Westworld Season Four Review: A Temporary Return to Form.

Beginning Season Four of Westworld, I was not sure what to expect.
I had loved the first two seasons but found Season Three to be a drop in quality, and I hoped that Season Four would return the show to its former glory.
For a time, it did exactly this, before falling back into old mistakes.
The Fourth Season picks up years after the events of Season Three, with various characters in different situations.
Caleb Nichols (Aaron Paul) now has a family but after they are threatened by Charlotte Hale (Tessa Thompson) and host William (Ed Harris), he teams up with Maeve (Thandie Newton) to take the two down once and for all.
Meanwhile, Bernard (Jeffrey Wright) awakens from his journey in the Sublime and, armed with knowledge of what is now to come, goes on a mission with Stubbs (Luke Hemsworth) to save the fates of humanity and the hosts.
Most mysterious of all, a new version of Dolores (Evan Rachel Wood), named Christina, is working at a video game company, yet slowly coming to realize that there is more to her world than it seems. 

Dolores is somehow back in Season Four. Her storyline across the season gradually reveals why this is, to mixed results by the end.

The first episode which established the various plot lines admittedly did very little to grab me.
Episodes Two and Four, however, did a much better job of getting me back into the show, and this all built up to Episode Four, “Generation Loss”, which got me back on the Westworld hype train.
“Generation Loss” made me feel the exact same way I did when watching the first two seasons of the show and the subsequent episodes kept up this level of engagement, supported by the great score from Ramin Djawadi, and fantastic performances from practically every cast member.
Of the old cast, the best of the bunch is definitely Aaron Paul, who delivers an amazing performance throughout as Caleb. 

Aaron Paul’s performance this season is among the best in all of Westworld.

As for the new characters, Aurora Perrineau is a welcome edition to the cast and I liked her role and performance.
Then there is the returning cast from the older seasons where, surprisingly, I would say that Teddy (James Marsden) really stands out.
I was someone who was not attatched to the character all that much in the first two seasons but he was honestly one of my favourite this season.

The first few episodes featuring Teddy made me care about him more than the first two seasons of Westworld ever did.

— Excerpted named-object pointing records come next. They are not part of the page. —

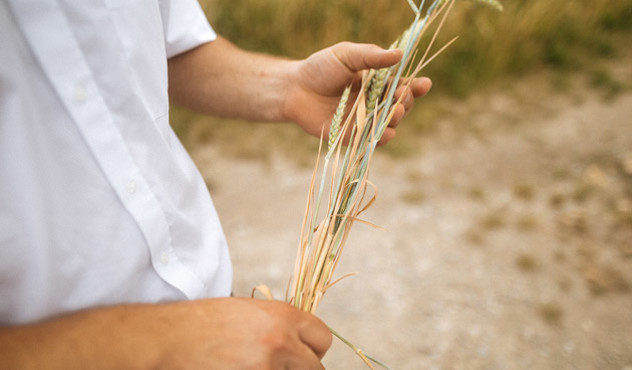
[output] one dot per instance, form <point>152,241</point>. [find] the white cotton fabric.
<point>99,202</point>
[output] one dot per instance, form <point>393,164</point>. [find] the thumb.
<point>357,57</point>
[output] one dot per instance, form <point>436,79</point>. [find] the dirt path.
<point>509,245</point>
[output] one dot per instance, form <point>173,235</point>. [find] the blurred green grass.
<point>566,37</point>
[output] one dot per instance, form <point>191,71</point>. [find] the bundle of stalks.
<point>344,170</point>
<point>341,194</point>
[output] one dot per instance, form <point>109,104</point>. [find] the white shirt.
<point>99,202</point>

What with all of the great acting and story telling from Episode Four onwards, I was expecting Season Four of Westworld to have a great ending, which would at least put it on par with Season Two for me.
Then we got the last two episodes, which dropped the ball, in my opinion.
I was really not a fan of the direction these last two episodes went, as it felt like they had twists just for the sake of having them.
A lot of the character fates also felt quite stupid, in particular Maeve’s and Stubbs’.

The way Stubbs’ character concluded for this season was both abrupt and unceremonious.

Not to mention there was a lot of convenience in the final episodes, with quite a few fights in the final episode suffering from bad logic.
As for the ending of the season itself, it left me feeling as lukewarm as the ending to Season Three did.
All in all, this made Season Four quite the conflicting experience for me.
It started off slow but, by Episode Four, felt like it had reached the same high quality of the first two seasons, only to stumble at the finish line with the last two episodes.
I would rank Season Four above Season Three but below Seasons One and Two.
I just hope Season Five can be great throughout but, at this point, I would not hold my breath.